Wednesday, September 10, 2008

NAFEO Report Highlights HBCU Role in Graduating Black Students, Attracting Diversity

A report released by the National Association for Equal Opportunity in Higher Education (NAFEO) Tuesday credited historically Black colleges and universities with a disproportionately large share of Black educational gains over the past two decades.

Coinciding with the 2008 National HBCU Week Conference in Washington, the NAFEO report, “The State of Blacks in Higher Education,” revealed that HBCUs “awarded nearly 50 percent of all bachelor’s degrees awarded to Blacks in the natural and physical sciences, a little more than 25 percent of all bachelor’s degrees in engineering, and nearly 25 percent of all bachelor’s degrees awarded to Blacks.”

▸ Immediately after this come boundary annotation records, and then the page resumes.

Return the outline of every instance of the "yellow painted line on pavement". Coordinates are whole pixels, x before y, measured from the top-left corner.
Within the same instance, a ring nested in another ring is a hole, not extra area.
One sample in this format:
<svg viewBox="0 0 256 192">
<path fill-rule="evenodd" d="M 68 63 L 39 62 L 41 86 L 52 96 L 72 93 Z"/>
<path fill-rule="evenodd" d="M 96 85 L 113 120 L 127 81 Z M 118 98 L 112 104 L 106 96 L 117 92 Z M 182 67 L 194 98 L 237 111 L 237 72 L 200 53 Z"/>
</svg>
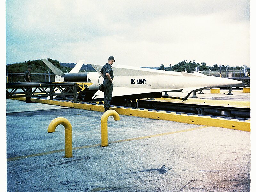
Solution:
<svg viewBox="0 0 256 192">
<path fill-rule="evenodd" d="M 110 141 L 108 142 L 108 143 L 109 144 L 111 143 L 120 143 L 121 142 L 124 142 L 125 141 L 130 141 L 139 140 L 144 139 L 148 139 L 149 138 L 151 138 L 151 137 L 159 137 L 160 136 L 163 136 L 164 135 L 170 135 L 171 134 L 174 134 L 175 133 L 179 133 L 187 132 L 188 131 L 193 131 L 194 130 L 200 129 L 203 129 L 203 128 L 205 128 L 206 127 L 209 127 L 208 126 L 201 126 L 200 127 L 196 127 L 195 128 L 192 128 L 191 129 L 183 129 L 183 130 L 180 130 L 179 131 L 176 131 L 168 132 L 167 133 L 160 133 L 159 134 L 156 134 L 155 135 L 148 135 L 147 136 L 140 137 L 136 137 L 135 138 L 132 138 L 131 139 L 124 139 L 120 140 L 118 140 L 117 141 Z M 81 146 L 80 147 L 76 147 L 73 148 L 73 150 L 75 150 L 76 149 L 83 149 L 86 148 L 95 147 L 100 146 L 101 145 L 101 143 L 98 143 L 98 144 L 95 144 L 94 145 L 85 145 L 84 146 Z M 18 160 L 19 159 L 25 159 L 26 158 L 32 157 L 35 157 L 36 156 L 42 156 L 45 155 L 52 154 L 52 153 L 59 153 L 60 152 L 63 152 L 65 151 L 65 149 L 60 149 L 59 150 L 55 150 L 55 151 L 51 151 L 44 152 L 44 153 L 36 153 L 35 154 L 32 154 L 32 155 L 25 155 L 19 157 L 12 157 L 12 158 L 8 158 L 7 159 L 7 161 L 15 161 L 15 160 Z"/>
</svg>

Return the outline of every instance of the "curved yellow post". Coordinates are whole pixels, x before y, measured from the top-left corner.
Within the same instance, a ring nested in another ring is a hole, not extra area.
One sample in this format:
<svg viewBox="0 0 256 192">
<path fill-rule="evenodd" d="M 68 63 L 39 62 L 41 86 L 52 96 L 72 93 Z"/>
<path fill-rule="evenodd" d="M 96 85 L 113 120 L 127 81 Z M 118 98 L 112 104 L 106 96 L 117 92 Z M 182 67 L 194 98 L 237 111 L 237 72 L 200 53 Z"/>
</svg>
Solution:
<svg viewBox="0 0 256 192">
<path fill-rule="evenodd" d="M 110 116 L 115 121 L 120 120 L 119 115 L 116 111 L 108 110 L 103 114 L 101 116 L 101 147 L 108 146 L 108 118 Z"/>
<path fill-rule="evenodd" d="M 68 119 L 64 117 L 57 117 L 52 120 L 48 126 L 48 133 L 55 132 L 56 127 L 62 125 L 65 128 L 65 156 L 72 157 L 72 127 L 71 124 Z"/>
</svg>

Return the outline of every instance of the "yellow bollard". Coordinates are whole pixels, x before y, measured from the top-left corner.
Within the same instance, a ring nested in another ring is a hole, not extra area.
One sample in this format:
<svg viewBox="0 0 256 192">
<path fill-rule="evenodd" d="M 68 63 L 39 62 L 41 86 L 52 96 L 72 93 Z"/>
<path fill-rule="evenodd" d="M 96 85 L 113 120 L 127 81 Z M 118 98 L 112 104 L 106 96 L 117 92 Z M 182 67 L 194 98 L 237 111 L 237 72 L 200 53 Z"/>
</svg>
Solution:
<svg viewBox="0 0 256 192">
<path fill-rule="evenodd" d="M 215 88 L 210 89 L 210 93 L 220 93 L 220 89 L 219 88 Z"/>
<path fill-rule="evenodd" d="M 64 117 L 57 117 L 52 120 L 48 126 L 48 133 L 55 132 L 56 127 L 62 125 L 65 128 L 65 156 L 72 157 L 72 127 L 71 124 L 68 119 Z"/>
<path fill-rule="evenodd" d="M 108 110 L 101 116 L 101 147 L 108 146 L 108 118 L 112 116 L 115 121 L 120 120 L 119 115 L 116 111 Z"/>
<path fill-rule="evenodd" d="M 249 93 L 250 92 L 250 87 L 243 87 L 243 93 Z"/>
</svg>

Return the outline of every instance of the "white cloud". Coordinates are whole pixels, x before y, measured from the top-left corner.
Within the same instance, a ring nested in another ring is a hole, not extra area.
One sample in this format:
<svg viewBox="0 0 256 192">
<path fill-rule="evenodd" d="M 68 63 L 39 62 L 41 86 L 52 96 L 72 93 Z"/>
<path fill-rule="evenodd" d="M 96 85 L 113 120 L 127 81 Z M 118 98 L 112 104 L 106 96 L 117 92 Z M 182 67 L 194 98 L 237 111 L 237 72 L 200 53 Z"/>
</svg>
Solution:
<svg viewBox="0 0 256 192">
<path fill-rule="evenodd" d="M 186 60 L 249 65 L 248 4 L 9 0 L 7 62 L 44 56 L 103 64 L 111 55 L 117 62 L 140 66 Z"/>
</svg>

“This is an outstanding achievement given that HBCUs are only 3.3 percent of all the institutions,” the report notes.

“It will be an annual report that we will put out each year. What I think the data show is that although Black colleges tend to be woefully and disproportionately underrepresented in terms of public dollars … with the dollars that are invested in HBCUs, we’re having significantly greater output,” says Dr. Leslie Baskerville, NAFEO president.

Baskerville adds the report points out that HBCU “engineering programs were making progress; that directly aligns with the fact that we got federal dollars earmarked for HBCU science, technology, engineering and mathematics programs.”